Turkey’s longstanding headscarf issue was swept back onto the agenda last week after Kılıçdaroğlu pledged to solve the issue if his party came to power. “I promise that the CHP will allow people to wear the headscarf. The prime minister will see. He couldn’t manage it, but we will,” the CHP leader vowed.
However, Erdoğan expressed doubts about the CHP leader’s sincerity on the headscarf issue.
“Kılıçdaroğlu keeps backpedaling on his pledges. He goes to Batman and says his party will introduce a general amnesty [for members of the outlawed Kurdistan Workers’ Party (PKK)]. But when he returns to Ankara, he retreats from his pledge. Then he goes to Tunceli and renews his pledge for a general amnesty. In Kayseri, however, he says the contrary. He says he did not mean a general amnesty. And in İstanbul, he says that his party will solve the headscarf problem. But what happens next? Women wearing the black chador are kicked out of the CHP rally buses,” the prime minister said.

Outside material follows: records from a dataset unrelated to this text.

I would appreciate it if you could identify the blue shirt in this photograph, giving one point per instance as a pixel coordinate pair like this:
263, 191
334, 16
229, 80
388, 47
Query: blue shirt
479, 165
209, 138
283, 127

In March 2009, CHP members attacked a woman wearing a chador who tried to get on Kılıçdaroğlu’s bus. The woman was thrown from the bus, suffering minor injuries. The CHP’s failure to appear sincere in its support for the lifting of the ban stems from past disappointments arising from previous promises it made to resolve the headscarf issue -- promises that went unfulfilled. In early February 2008, the ruling Justice and Development Party (AK Party), with the support of the opposition Nationalist Movement Party (MHP), passed a constitutional amendment that would have lifted the ban on the wearing of headscarves on university campuses. However, upon an appeal by the staunchly secular CHP and its ally, the Democratic Left Party (DSP), the Constitutional Court ruled that Parliament had violated the constitutionally enshrined principle of secularism and annulled the amendment.
Erdoğan also slammed a CHP party member’s recent calls for a compromise on the way the headscarf is worn. “It is not a must to cover the entire hair in the traditional style,” CHP Council Member Sencer Ayata said, hinting that female students could be allowed to enter university campuses if they agreed to leave some parts of their heads uncovered.
“What kind of freedom is this? Do they say similar things for uncovered girls? Do they discuss whether uncovered female students should wear stretch pants or baggy trousers?” he asked.